On most MP3 players, there is a switch to "lock" the buttons so you can not accidentally press them while in your pocket. The switch normally acts also as a write protect switch for when the device is attached to a computer. Maybe there is also a little switch somewhere on the ipod?

Or another way to un protect the ipod? Maybe look in the manual? I dont know so much about ipod, i've never seen one "in the wild" (or outside the store display at all).

----------

## binaural

Um... I'm pretty sure that that has nothing to do with it. How would a lock button create a filesystem panic? Also, I doubt the manual has a section entitled "how to get this piece of shit to work with Gentoo."

Something is happening to VFAT, and it's probably a bad disk sector or something. Anybody else have an idea?

----------

## Drunkula

Personally I haven't tried running my Nano with Linux (hadn't seen the need yet).  I may give a shot when I get home.  Anything else at this time would be pure speculation from me!

----------

## joshuaxls

I have occassionally found that my nano gets b0rked when I use it between Windows and Linux machines... but then when I restore and format the iPod (using Apple's windows utilities), everything works. Maybe give that a try?

----------

## binaural

Yeah, I think I'm going to return this thing. I had a 3rd gen that worked beautifully but I have tried factory restore twice now, followed by independent tests with gnupod and gtkpod... then I start getting all sorts of crazy errors about how it's mounted read only (mount command), mounted case sensitive (gnupod), and unable to copy ArtworkDB (gtkpod).

fsck.vfat/dosfsck both report all sorts of disk errors--which leads me to believe that somehow it got zapped on the trip from china->alaska->indianapolis->chicago. Oh well, better luck next time.

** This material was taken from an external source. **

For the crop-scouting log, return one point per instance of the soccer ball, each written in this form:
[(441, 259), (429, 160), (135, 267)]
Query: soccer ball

p.s. if anyone has similar/different info about the 1GB ipod nano on gentoo i'd be pleased to compare notes.

peace

/N

----------

## DeepBass909

I just bought one last week, and it's working like a charm.

If I look at the errors, I would say the flash memory got damaged... Do you have the ability to try it on a Windows or Mac machine?

All the tools for Linux are rev-engineerd and all thou they seem to work good, you might have found a bug...

----------